As you sit there – you, an adult, yet still unable to cook every variation of egg – reading an email outlining your automatic enrolment in a company pension scheme, you realise that adulthood came for you. You are now, as they say, grown up. And it’s scary.
Showing Face, a new exhibition hosted by Berlin’s FK Kollektiv, investigates that very feeling. Bringing together the work of David Neman, Tom Palluch and Christian Kage. Curated by fellow photographer Jon Cuadros, the group show dives into the anxiety that comes with adulthood, presenting the notion that growing up isn’t all it’s cracked up to be.
“Adulthood will turn melancholic when all your dreams are fulfilled,” explains Palluch. “When your life is demystified to 100 per cent. Your horizon is so broaden that there is no horizon anymore. You can not find the freshness anymore. You have seen it all.”

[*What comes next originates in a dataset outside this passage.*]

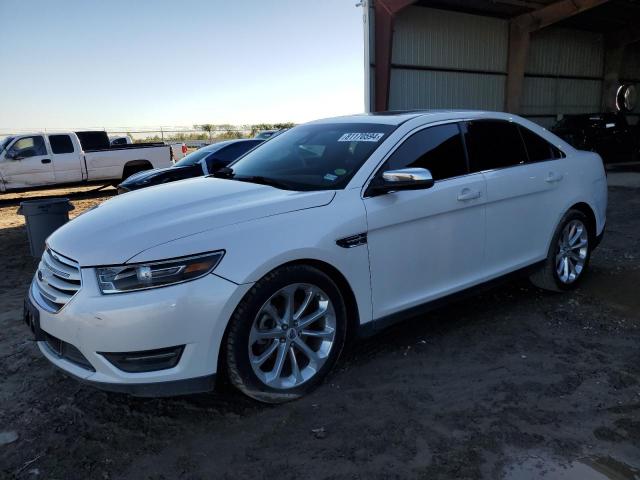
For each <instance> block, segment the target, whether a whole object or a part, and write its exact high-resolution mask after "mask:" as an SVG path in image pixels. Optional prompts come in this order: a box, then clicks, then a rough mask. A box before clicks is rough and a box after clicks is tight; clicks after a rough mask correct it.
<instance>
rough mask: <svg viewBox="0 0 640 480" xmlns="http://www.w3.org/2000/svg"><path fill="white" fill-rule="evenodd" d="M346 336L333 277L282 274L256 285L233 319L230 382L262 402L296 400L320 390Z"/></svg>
mask: <svg viewBox="0 0 640 480" xmlns="http://www.w3.org/2000/svg"><path fill="white" fill-rule="evenodd" d="M345 336H346V308H345V304H344V300H343V298H342V296H341V294H340V291H339V289H338V287H337V286H336V284H335V283H334V282H333V281H332V280H331V278H330V277H328V276H327V275H326V274H324V273H323V272H321V271H320V270H318V269H316V268H313V267H310V266H306V265H293V266H288V267H283V268H280V269H277V270H275V271H274V272H272V273H270V274H268V275H267V276H266V277H264V278H263V279H262V280H260V281H259V282H257V283H256V285H254V287H253V288H252V289H251V291H250V292H249V293H248V294H247V295H246V297H245V298H244V299H243V300H242V301H241V302H240V304H239V305H238V307H237V309H236V311H235V312H234V314H233V316H232V318H231V322H230V325H229V330H228V333H227V337H226V345H225V347H226V361H227V367H228V372H229V378H230V380H231V383H233V384H234V385H235V386H236V387H237V388H238V389H240V390H241V391H242V392H243V393H245V394H246V395H248V396H250V397H252V398H254V399H256V400H259V401H261V402H266V403H282V402H286V401H289V400H294V399H296V398H299V397H301V396H303V395H304V394H306V393H308V392H310V391H311V390H313V389H314V388H315V387H316V386H317V385H319V384H320V382H321V381H322V380H323V378H324V377H325V376H326V375H327V373H328V372H329V371H330V370H331V368H332V367H333V365H334V364H335V362H336V361H337V359H338V357H339V355H340V352H341V350H342V348H343V346H344V343H345Z"/></svg>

Placing vibrant, colourful scenes alongside images in introspective monochrome, the work featured in Showing Face explores idea of loneliness, independence, ambition, prescribed masculinity and the loss of innocence.
“In the end I say modern adulthood brings the best visions of horror and the sublime until our deathbed hallucinations kick in,” Cuadros says.
“I feel inspired to commiserate in this experience with my contemporaries. Some people run bars, I have access to a gallery space. To quote a friend: hell awaits us all, so let’s have fun with it.”
Showing Face is open to the public on 3 March and 9 March, 2017 at FotoKlub Kollektiv.